I've tried "sprinkling on some concurrency." But the function deadlocks. Any guidance or fixes?
func main {
tree := treeprint.New()
var ch chan int
go recurseTreeFetching(fetcher, tree, *issueID, ch)
tocollect := 1
for n := 0; n < tocollect; n++ {
tocollect += <-ch
}
fmt.Println(tree.String())
}
func recurseTreeFetching(fetcher Fetcher, tree treeprint.Tree, issueID string, ch chan int) {
issues := fetcher.fetchIssues(issueID)
if len(issues) == 0 {
return
}
ch <- len(issues)
for i := 0; i < len(issues); i++ {
currIssueID := issues[i].Key
currBranch := tree.AddBranch(currIssueID)
go recurseTreeFetching(fetcher, currBranch, currIssueID, ch)
}
}
Adding another answer because it uses a different method.
The problem with my first solution is if we never reach the depth variable, we never get a done <- true, so the function never "wraps up". If this is not called deadlock, what is it called?
The idea of the following code is as follows:
Potential problems:
If one branch takes significantly longer than another, I believe the code could subtract the children value to 0 before the slow branch is complete.
func recurseTreeFetching(fetcher Fetcher, tree treeprint.Tree, issueID string, ch chan int, depth int) {
issues := fetcher.fetchIssues(issueID)
if len(issues) == 0 {
// delete this child
ch <- -1
return
}
depth--
if depth == 0 {
// delete this child
ch <- -1
return
}
// add the number of child issues, minus the current one
ch <- len(issues) - 1
for i := 0; i < len(issues); i++ {
currIssueID := issues[i].Key
currBranch := tree.AddBranch(currIssueID)

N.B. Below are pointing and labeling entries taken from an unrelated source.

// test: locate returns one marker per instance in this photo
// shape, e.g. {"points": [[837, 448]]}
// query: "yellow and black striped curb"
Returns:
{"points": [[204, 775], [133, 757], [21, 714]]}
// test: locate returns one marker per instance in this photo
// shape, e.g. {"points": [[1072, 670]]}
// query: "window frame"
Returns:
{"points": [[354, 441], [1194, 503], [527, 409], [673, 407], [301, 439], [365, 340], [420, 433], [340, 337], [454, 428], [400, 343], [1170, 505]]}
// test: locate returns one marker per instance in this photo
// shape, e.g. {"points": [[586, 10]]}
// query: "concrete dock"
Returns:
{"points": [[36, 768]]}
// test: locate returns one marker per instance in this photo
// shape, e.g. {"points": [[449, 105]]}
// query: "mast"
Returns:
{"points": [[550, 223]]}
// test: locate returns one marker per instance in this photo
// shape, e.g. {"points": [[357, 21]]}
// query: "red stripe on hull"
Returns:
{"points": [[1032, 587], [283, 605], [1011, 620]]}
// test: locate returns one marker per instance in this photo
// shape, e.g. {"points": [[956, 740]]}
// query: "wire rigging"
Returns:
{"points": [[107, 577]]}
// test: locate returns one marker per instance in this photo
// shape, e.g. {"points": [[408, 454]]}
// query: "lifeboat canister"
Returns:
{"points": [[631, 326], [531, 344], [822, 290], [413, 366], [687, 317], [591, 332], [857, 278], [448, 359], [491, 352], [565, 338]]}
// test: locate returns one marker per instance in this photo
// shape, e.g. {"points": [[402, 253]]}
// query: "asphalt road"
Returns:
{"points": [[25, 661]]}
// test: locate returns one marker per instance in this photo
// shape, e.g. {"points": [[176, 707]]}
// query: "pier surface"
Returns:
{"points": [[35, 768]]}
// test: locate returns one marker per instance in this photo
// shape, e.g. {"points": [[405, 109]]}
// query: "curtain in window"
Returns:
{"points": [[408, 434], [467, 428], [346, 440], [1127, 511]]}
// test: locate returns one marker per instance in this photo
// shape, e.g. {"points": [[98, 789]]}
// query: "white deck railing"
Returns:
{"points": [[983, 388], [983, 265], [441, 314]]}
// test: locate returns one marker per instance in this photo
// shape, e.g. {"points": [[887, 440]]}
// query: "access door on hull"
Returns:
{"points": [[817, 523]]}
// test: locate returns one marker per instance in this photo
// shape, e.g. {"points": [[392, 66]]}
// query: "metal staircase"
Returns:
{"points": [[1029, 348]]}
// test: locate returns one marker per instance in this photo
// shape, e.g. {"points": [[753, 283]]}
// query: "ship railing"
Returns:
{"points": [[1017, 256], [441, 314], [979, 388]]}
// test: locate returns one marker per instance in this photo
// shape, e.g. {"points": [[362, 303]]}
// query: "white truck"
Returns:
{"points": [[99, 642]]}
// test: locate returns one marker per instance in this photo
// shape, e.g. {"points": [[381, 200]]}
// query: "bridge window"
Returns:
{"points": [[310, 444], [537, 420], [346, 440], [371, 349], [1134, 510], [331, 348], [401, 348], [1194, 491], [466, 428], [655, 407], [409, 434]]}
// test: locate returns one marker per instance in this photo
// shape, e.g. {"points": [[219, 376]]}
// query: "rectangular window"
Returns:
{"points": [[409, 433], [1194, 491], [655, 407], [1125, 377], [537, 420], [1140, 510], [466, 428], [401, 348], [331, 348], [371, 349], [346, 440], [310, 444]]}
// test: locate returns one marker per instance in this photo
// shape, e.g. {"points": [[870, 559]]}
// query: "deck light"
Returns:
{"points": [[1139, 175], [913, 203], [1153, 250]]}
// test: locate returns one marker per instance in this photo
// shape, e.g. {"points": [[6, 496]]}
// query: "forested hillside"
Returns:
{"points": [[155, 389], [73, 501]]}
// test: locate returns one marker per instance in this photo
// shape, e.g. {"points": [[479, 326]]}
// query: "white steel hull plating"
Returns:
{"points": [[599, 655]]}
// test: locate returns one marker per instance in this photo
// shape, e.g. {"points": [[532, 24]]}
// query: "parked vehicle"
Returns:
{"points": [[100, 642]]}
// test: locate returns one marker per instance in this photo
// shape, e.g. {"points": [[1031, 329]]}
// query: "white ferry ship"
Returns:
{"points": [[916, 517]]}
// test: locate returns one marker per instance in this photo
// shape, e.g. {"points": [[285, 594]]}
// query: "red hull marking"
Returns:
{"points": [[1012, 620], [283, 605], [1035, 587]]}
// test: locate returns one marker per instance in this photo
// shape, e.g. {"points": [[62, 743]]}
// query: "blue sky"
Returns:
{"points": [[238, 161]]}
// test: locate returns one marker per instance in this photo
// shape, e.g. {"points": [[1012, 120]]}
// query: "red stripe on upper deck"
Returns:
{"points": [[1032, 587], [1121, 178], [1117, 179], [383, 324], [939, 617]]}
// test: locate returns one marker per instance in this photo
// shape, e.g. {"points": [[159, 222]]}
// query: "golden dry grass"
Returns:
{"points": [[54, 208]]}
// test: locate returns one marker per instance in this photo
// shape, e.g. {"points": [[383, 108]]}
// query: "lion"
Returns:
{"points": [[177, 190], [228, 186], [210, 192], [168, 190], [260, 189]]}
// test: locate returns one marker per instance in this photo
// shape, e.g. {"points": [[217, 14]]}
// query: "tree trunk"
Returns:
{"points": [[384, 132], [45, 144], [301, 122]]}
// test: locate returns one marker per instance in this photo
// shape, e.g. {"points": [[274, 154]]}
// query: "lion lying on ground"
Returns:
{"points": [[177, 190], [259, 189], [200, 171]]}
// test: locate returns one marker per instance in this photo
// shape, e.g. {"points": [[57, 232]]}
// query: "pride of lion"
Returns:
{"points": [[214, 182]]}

go recurseTreeFetching(fetcher, currBranch, currIssueID, ch, depth)
}
}
And the client code:
go recurseTreeFetching(fetcher, tree, *issueID, ch, *depth)
childs := 1
for childs > 0 {
childs += <-ch
}
fmt.Println(tree.String())
Here's a test that I thought would demonstrate the bug, however it displays correctly, so maybe this works.
type fakeUnEvenFetcher struct {
}
func (f fakeUnEvenFetcher) fetchIssues(issueID string) []Issue {
var array []Issue
// initial return
if issueID == "a" {
b := Issue{Key: "b"}
array = append(array, b)
c := Issue{Key: "c"}
array = append(array, c)
}
// branch b quickly returns three results
if issueID == "b" {
d := Issue{Key: "d"}
array = append(array, d)
e := Issue{Key: "e"}
array = append(array, e)
}
// branch c returns two returns after 3 seconds
if issueID == "c" {
time.Sleep(3 * time.Second)
f := Issue{Key: "f"}
array = append(array, f)
g := Issue{Key: "g"}
array = append(array, g)
h := Issue{Key: "h"}
array = append(array, h)
}
return array
}
func TestUnEvenFetch(t *testing.T) {
fetcher := fakeUnEvenFetcher{}
tree := treeprint.New()
var ch = make(chan int)
go RecurseTreeFetching(fetcher, tree, "a", ch, 3)
childs := 1
for childs > 0 {
childs += <-ch
}
fmt.Println(tree.String())
}
This prints:
.
├── b
│ ├── d
│ └── e
└── c
├── f
├── g
└── h
Which is my expected result, but not the failure I was expecting.